NonHermitian Topological Phases in a Hermitian Modified Bosonic Kitaev Chain

TL;DR

This work shows that a Hermitian modification of the bosonic Kitaev chain can host both non-Hermitian skin effect (NHSE) and nontrivial topological edge modes in its excitation spectrum. By establishing an exact mapping to two copies of a non-Hermitian SSH model, the authors achieve analytic topological classification via winding-number invariants and zero-energy edge states. They demonstrate that NHSE and some edge modes are destroyed by any nonzero onsite bosonic frequency, yet disorder can partially recover certain features, revealing a robust interplay between topology and NHSE. An experimental route based on parametric driving of coupled optical cavities and Floquet engineering is proposed to realize and explore the full parameter space with high control.

Abstract

We present a modification to the bosonic Kitaev chain that, despite being Hermitian, supports both nonHermitian skin effect and nontrivial topological edge modes in its excitation Hamiltonian.

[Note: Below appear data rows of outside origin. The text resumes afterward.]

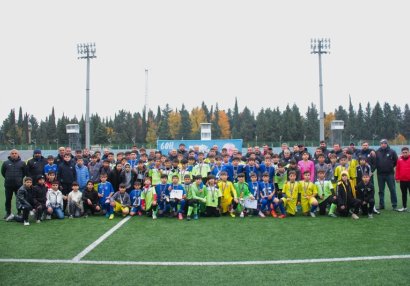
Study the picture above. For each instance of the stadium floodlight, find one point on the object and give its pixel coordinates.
(320, 46)
(87, 51)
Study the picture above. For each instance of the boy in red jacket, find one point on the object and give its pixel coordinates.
(403, 175)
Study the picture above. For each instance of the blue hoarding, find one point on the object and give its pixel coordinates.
(204, 145)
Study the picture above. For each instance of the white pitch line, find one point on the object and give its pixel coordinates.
(210, 263)
(93, 245)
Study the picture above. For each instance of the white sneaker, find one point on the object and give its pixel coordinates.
(10, 217)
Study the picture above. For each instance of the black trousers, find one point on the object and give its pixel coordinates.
(212, 211)
(324, 204)
(350, 204)
(405, 189)
(40, 209)
(9, 197)
(368, 208)
(26, 212)
(65, 189)
(90, 208)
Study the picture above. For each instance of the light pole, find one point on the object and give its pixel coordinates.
(87, 51)
(374, 137)
(320, 46)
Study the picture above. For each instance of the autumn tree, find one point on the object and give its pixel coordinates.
(224, 126)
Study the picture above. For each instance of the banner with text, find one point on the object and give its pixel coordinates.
(165, 146)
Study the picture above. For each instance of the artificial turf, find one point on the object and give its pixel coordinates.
(209, 239)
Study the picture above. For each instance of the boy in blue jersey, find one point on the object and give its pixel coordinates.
(269, 190)
(105, 192)
(177, 201)
(233, 170)
(217, 168)
(135, 196)
(198, 197)
(162, 190)
(183, 171)
(251, 167)
(50, 166)
(258, 194)
(269, 168)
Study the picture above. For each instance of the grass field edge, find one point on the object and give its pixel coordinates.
(210, 263)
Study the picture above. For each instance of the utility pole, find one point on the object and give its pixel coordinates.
(87, 51)
(320, 46)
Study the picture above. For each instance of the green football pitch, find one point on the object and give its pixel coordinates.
(210, 251)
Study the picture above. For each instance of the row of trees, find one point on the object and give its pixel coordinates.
(268, 125)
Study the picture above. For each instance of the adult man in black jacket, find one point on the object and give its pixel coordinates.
(13, 170)
(35, 166)
(66, 175)
(386, 159)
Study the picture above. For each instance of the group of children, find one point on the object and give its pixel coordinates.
(232, 189)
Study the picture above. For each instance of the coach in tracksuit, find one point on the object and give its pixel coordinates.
(386, 160)
(13, 170)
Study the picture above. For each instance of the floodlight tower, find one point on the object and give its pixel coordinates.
(320, 46)
(146, 90)
(87, 51)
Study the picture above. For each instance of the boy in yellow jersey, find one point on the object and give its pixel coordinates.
(343, 166)
(290, 194)
(308, 195)
(352, 168)
(346, 197)
(242, 193)
(213, 198)
(229, 201)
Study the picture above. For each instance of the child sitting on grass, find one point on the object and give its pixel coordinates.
(24, 202)
(121, 202)
(90, 199)
(75, 201)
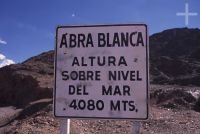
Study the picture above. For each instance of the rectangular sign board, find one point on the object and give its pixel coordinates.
(101, 71)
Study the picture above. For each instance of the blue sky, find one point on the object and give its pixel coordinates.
(27, 27)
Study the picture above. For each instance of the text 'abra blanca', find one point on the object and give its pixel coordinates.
(122, 39)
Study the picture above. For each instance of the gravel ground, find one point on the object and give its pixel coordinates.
(162, 120)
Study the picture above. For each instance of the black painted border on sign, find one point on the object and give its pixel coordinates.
(147, 67)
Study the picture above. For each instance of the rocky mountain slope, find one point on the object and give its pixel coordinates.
(175, 57)
(29, 81)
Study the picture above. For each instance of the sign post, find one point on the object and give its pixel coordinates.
(101, 71)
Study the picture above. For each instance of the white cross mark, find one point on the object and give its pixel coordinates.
(186, 14)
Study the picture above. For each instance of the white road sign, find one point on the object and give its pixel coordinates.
(101, 71)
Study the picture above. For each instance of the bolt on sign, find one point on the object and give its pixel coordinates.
(101, 71)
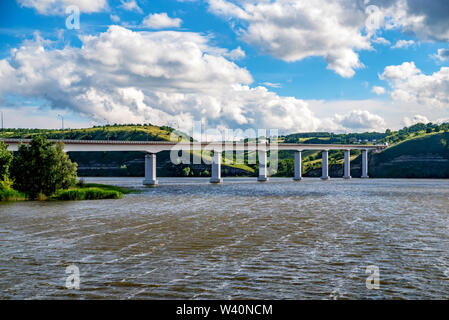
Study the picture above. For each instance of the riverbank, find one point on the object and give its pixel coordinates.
(82, 191)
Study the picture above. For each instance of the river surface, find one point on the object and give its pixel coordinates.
(187, 239)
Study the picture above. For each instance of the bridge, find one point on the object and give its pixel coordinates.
(151, 148)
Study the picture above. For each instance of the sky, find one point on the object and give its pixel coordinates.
(291, 65)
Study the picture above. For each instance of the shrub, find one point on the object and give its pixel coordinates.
(42, 167)
(5, 160)
(87, 194)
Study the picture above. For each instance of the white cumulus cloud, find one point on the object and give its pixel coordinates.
(403, 44)
(293, 30)
(378, 90)
(58, 7)
(159, 77)
(410, 84)
(161, 21)
(130, 5)
(360, 120)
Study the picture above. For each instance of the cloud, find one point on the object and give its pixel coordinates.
(58, 7)
(114, 18)
(294, 30)
(416, 119)
(403, 44)
(381, 40)
(410, 84)
(272, 85)
(130, 5)
(378, 90)
(161, 21)
(126, 76)
(442, 55)
(428, 20)
(360, 120)
(236, 54)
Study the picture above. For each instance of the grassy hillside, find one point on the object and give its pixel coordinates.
(424, 156)
(417, 151)
(126, 163)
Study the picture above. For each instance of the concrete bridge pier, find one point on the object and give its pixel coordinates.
(263, 172)
(150, 170)
(365, 164)
(325, 170)
(347, 174)
(298, 164)
(216, 168)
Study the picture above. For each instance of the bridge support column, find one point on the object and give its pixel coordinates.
(298, 164)
(325, 173)
(365, 164)
(347, 174)
(216, 168)
(263, 174)
(150, 170)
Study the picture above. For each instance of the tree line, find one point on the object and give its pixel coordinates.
(38, 169)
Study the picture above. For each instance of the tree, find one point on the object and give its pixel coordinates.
(42, 167)
(186, 171)
(5, 160)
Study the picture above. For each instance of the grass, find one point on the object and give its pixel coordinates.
(11, 195)
(87, 194)
(92, 191)
(83, 191)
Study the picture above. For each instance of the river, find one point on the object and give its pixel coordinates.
(188, 239)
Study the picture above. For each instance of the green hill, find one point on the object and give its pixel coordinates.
(126, 163)
(420, 157)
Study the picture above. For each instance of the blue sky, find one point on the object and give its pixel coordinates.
(275, 63)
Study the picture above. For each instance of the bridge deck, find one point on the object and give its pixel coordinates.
(157, 146)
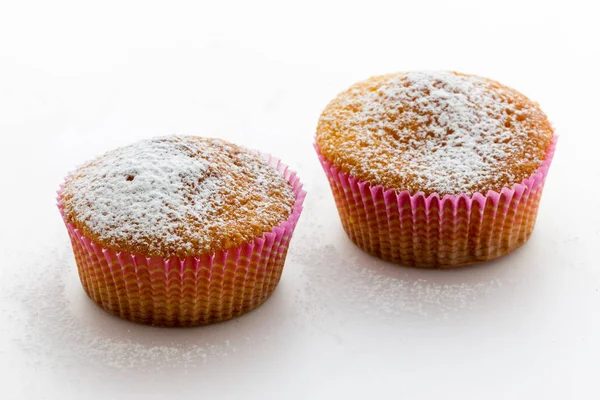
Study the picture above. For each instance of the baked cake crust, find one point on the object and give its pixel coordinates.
(434, 132)
(176, 196)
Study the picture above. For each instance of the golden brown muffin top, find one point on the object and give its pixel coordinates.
(434, 132)
(176, 196)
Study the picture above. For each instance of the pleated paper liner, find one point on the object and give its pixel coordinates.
(187, 291)
(434, 231)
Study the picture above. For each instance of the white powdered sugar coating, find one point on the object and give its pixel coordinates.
(178, 195)
(434, 132)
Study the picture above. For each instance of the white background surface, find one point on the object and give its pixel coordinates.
(77, 80)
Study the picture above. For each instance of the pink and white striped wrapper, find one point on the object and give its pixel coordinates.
(187, 291)
(433, 231)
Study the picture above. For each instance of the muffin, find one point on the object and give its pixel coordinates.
(435, 169)
(180, 230)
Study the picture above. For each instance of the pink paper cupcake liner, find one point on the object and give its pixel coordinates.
(187, 291)
(434, 231)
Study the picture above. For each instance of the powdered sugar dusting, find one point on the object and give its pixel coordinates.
(434, 132)
(179, 195)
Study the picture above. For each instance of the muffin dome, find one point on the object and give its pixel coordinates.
(434, 132)
(176, 196)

We establish an exact mapping between the excitation Hamiltonian of our system and a nonHermitian Su-Schrieffer-Heeger (SSH) model, which allows for a completely analytical characterization of its topology. In particular, topological phase transition points separating a topologically trivial and nontrivial regime were identified analytically by the appropriate winding number invariant and the presence of zero energy modes. Similarly to the regular bosonic Kitaev chain, the nonHermitian skin effect and some (but not all) topological edge modes are quickly destroyed at nonzero bosonic onsite potential (harmonic oscillator frequency). Remarkably, however, disorder partially recovers some of these features. This work thus demonstrates the potential of a modified bosonic Kitaev chain as a platform to generate rich nonHermitian topological phenomena from a completely Hermitian system's perspective. Lastly, we suggest a possible experimental realization of the model, which could allow for total control over the parameter space.

Figures (10)

• Figure 1: The eigenvalue spectrum of the Hatano-Nelson Hamiltonian under OBC (red) and under PBC (blue). In all panels, the system parameters are set as $\Delta_0=1$, $N=100$, (a,b) $\omega=0$, (c,d) $\omega=0.5$.
• Figure 2: The excitation energy spectrum of $\mathcal{H}'$ under OBC (red) and under PBC (blue) at varying $\Delta_1$. In all panels, the system parameters are set as $J_1=1.4$, $J_2=1.2$, $\Delta_2=1$, $N=100$, (a,b) $\omega=0$, (c,d) $\omega=0.5$.
• Figure 3: The excitation energy spectrum of $\mathcal{H}'$ under OBC (red) and under PBC (blue) at varying $\omega$. In all panels, the system parameters are set as $J_1=0.4$, $J_2=0.1$, $\Delta_1=1$$\Delta_2=0.5$, and $N=100$.
• Figure 4: The spatial profiles of all eigenstates of $\mathcal{H}'$ at $N=100$ (see Eq. (\ref{['sprof']}) for definitions). System parameters are chosen as (a) $J_1=0.4$, $J_2=0.1$, $\Delta_1=1$, $\Delta_2=0.5$, $\omega=0$, (b) $J_1=0.4$, $J_2=0.1$, $\Delta_1=1$, $\Delta_2=0.5$, $\omega=0.1$, (c) $J_1=0.4$, $J_2=0.1$, $\Delta_1=0.5$, $\Delta_2=1$, $\omega=0$, (d) $J_1=0.1$, $J_2=0.4$, $\Delta_1=1$, $\Delta_2=0.5$, $\omega=0$.
• Figure 5: The spatial profiles of all eigenstates of $\mathcal{H}'$ and their energy excitation spectrum at varying $J_1$. In panels (a,b,c), the system parameters are taken as $\Delta_2=1.5$, $\Delta_1=1$, and $N=100$ ($J_1=0.5$ is additionally taken in panels (a,b)). The system parameters in panel (d) are $\Delta_1=1.5$, $\Delta_2=1$, and $N=100$. We set $\omega=0$ in panels (a,c,d) and $\omega=0.05$ in panel (b).